The office of Israel Prime Minister Benjamin Netanyahu issued a statement saying that he instructed Foreign Minister Eli Cohen to summon Ambassador Ana María Salomón Pérez for a reprimand “following the shameful comments by the Spanish Prime Minister on the day that Hamas terrorists murdered Israelis in our capital Jerusalem.”

Four Israelis were killed and five other people were wounded on Thursday morning in a terror shooting on Weizman Boulevard at the main entrance to Jerusalem that was later claimed by Hamas.

It was the second time in the past two weeks that Jerusalem has summoned the Spanish ambassador for a dressing down.

On Nov. 24, Israel said that it was summoning the ambassadors of Spain and Belgium following a press conference the two country’s prime ministers held outside of Egypt’s Rafah Crossing to Gaza ahead of the first batch of Israeli hostages released by Hamas as part of a ceasefire agreement.

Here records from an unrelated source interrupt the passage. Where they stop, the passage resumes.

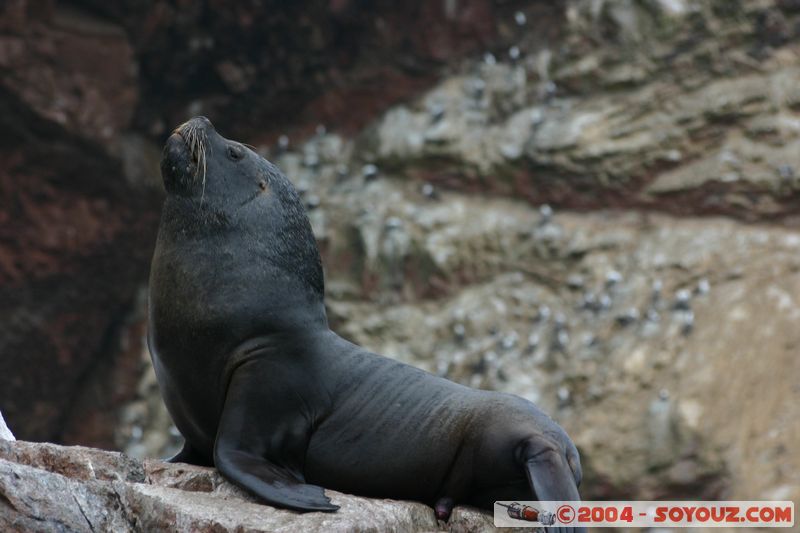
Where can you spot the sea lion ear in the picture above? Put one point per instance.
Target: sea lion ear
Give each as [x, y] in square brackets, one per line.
[271, 467]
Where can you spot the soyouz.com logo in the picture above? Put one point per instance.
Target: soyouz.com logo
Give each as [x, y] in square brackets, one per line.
[747, 514]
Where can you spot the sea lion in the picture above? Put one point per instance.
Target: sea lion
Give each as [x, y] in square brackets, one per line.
[263, 390]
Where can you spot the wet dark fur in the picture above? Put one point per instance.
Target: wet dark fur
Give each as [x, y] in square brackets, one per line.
[261, 388]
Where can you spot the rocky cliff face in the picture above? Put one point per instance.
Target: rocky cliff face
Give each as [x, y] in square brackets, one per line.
[592, 204]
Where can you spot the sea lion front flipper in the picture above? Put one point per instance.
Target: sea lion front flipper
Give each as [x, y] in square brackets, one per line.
[551, 477]
[262, 440]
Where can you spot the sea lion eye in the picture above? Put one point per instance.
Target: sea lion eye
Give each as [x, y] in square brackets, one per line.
[235, 152]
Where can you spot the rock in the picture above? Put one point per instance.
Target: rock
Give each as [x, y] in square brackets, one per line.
[46, 487]
[5, 433]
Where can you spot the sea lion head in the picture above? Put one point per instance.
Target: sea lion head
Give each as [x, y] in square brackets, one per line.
[198, 161]
[221, 188]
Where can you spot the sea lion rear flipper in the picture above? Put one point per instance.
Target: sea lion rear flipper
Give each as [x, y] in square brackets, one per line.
[262, 440]
[551, 478]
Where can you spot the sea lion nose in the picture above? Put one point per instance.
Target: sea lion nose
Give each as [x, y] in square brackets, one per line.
[200, 122]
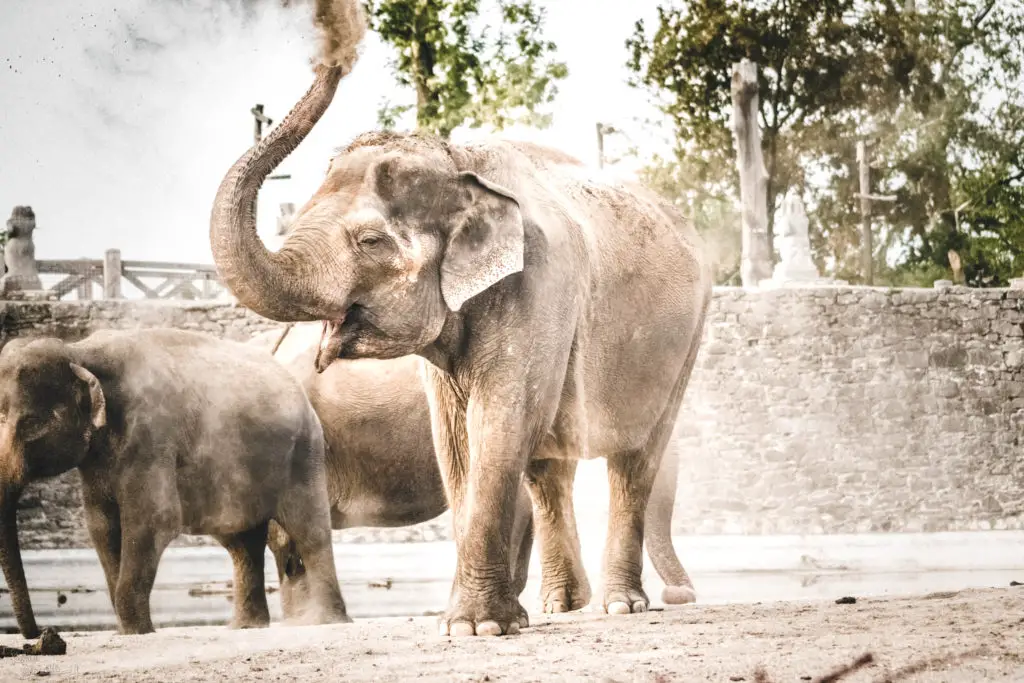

Sánchez called for the European Union to recognize a Palestinian state, saying that Madrid might do so. Spain holds the E.U. rotational presidency, with Belgium taking over in January.

Sánchez also accused Israel of “the indiscriminate killing of civilians, including thousands of boys and girls” in Gaza, saying it is “completely unacceptable.”

Belgian Prime Minister Alexander de Croo called for a “permanent ceasefire.”

The two European leaders were hosted by Netanyahu the previous day in Jerusalem.

Netanyahu showed them clips of the horrific footage from Hamas’s Oct. 7 massacre of 1,200 people in Israel and told them that Hamas is a “genocidal” enemy that must be eradicated.

“We face a peculiar kind of enemy, a particularly cruel and inhuman foe. They’re genocidal. They’re not fighting for this or that territory; they’re fighting to eliminate the Jewish state in whatever boundary,” said the Israeli premier.

Cohen on Sunday summoned Irish Ambassador Sonya McGuinness to Jerusalem for a dressing down following “the outrageous words” of the country’s prime minister.

Ireland’s Taoiseach (Prime Minister) Leo Varadkar drew criticism from Israeli leaders for calling one of the hostages released by Hamas on the night of Nov. 25 “an innocent child who was lost and has now been found.”

Emily Hand, 8, was one of 13 women and children freed by the terrorist group in the Gaza Strip as part of a four-day ceasefire agreement. Her father, Tom, is a 64-year-old Irish immigrant.

Varadkar did not mention in his tweet that Hand was kidnapped by Hamas terrorists and her release was conditioned upon Israel having to free three Palestinian terrorists.

“Mr. Prime Minister, Emily Hand is not lost, maybe you have lost your moral compass and your connection to reality,” Cohen wrote on X.

“Emily Hand was kidnapped by a terrorist organization worse than ISIS after her stepmother was murdered. Emily and over 30 other Israeli children were kidnapped by Hamas, and you are trying to legitimize it. Shame on you!”